PLAINTIFF’S CLAIM Premature delivery was due to an incompetent cervix, which could have been treated with cerclage. Diagnostic US and a physical examination by the ObGyn were never performed.
DEFENDANT’S DEFENSE Postdelivery evaluation of the placenta indicated that the mother had chorioamnionitis. Cerclage would have been contraindicated; delivery would have occurred despite any efforts to prolong the pregnancy.
VERDICT A Utah defense verdict was returned.
Did untreated hypertension cause mother’s blindness?
A 34-YEAR-OLD PREGNANT WOMAN was admitted to the hospital with new onset hypertension. Three days later her BP increased to 170/98 mm Hg; her ObGyn performed an emergent cesarean delivery. During the procedure, the woman’s BP rose to 203/120, and remained high in recovery. When she awoke, she reported blurred vision, and was later declared to be legally blind.
PATIENT’S CLAIM The physician failed to properly monitor her BP. Failure to use antihypertensive drugs led to an ischemic event, resulting in vision loss.
PHYSICIAN’S DEFENSE The woman’s BP was properly monitored at all times. She had been diagnosed with Purtscher’s retinopathy syndrome, which predisposed her to pregnancy-related vision loss. Her blindness was not BP-related.
VERDICT A Tennessee defense verdict was returned.
Ruptured ectopic pregnancy not treated properly in ED
WHEN BROUGHT TO THE EMERGENCY DEPARTMENT, a 25-year-old woman was found to be in hemorrhagic shock following a ruptured ectopic pregnancy. Her BP was 42/19 mm Hg. She was taken to surgery, where the ruptured fallopian tube was removed.
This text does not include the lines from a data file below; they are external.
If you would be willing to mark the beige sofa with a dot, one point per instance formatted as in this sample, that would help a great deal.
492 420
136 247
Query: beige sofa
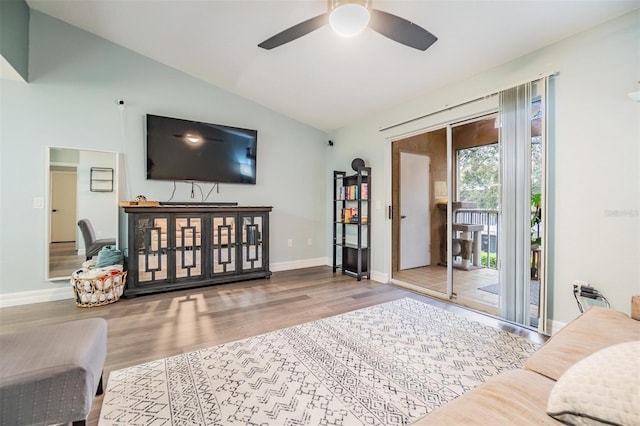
522 397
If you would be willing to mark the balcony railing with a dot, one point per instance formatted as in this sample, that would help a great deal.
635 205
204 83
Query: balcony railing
489 235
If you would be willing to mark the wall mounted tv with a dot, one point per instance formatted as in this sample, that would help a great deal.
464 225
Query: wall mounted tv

After surgery, she complained of tremors in her legs and torso, and had difficulty walking unassisted. She was diagnosed with hypoxic ischemic encephalopathy and transferred to a rehabilitation facility.
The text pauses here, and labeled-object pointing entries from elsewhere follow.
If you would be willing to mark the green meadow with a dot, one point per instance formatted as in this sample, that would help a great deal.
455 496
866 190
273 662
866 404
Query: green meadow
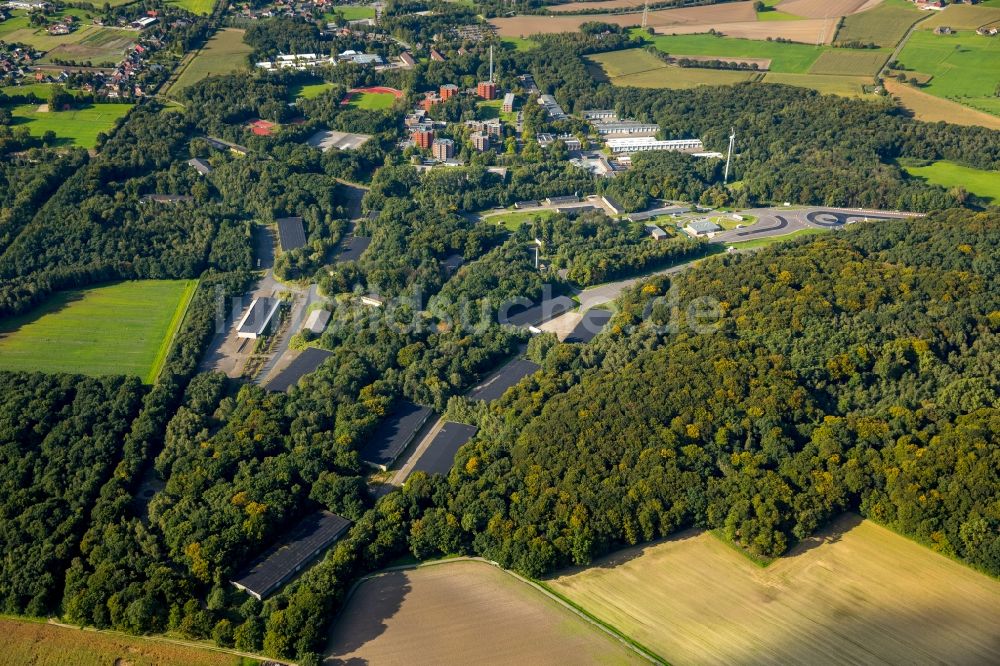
76 127
982 183
121 328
PATIENT’S CLAIM She was not properly resuscitated in the ED; intravenous fluids and transfusions should have been given immediately. Delayed treatment in the ED caused hypoxic ischemic encephalopathy or a conversion disorder.
PHYSICIAN’S DEFENSE Intravenous fluids and transfusions were started appropriately and promptly in the ED. The patient did not suffer hypoxic ischemic encephalopathy; a conversion disorder could have occurred from the stress of the ruptured ectopic pregnancy.
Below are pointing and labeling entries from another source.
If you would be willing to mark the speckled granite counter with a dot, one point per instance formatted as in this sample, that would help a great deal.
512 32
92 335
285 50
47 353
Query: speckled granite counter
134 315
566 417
VERDICT An Illinois jury returned a defense verdict.
These cases were selected by the editors of OBG Management from Medical Malpractice Verdicts, Settlements & Experts, with permission of the editor, Lewis Laska (www.verdictslaska.com). The information available to the editors about the cases presented here is sometimes incomplete. Moreover, the cases may or may not have merit. Nevertheless, these cases represent the types of clinical situations that typically result in litigation and are meant to illustrate nationwide variation in jury verdicts and awards.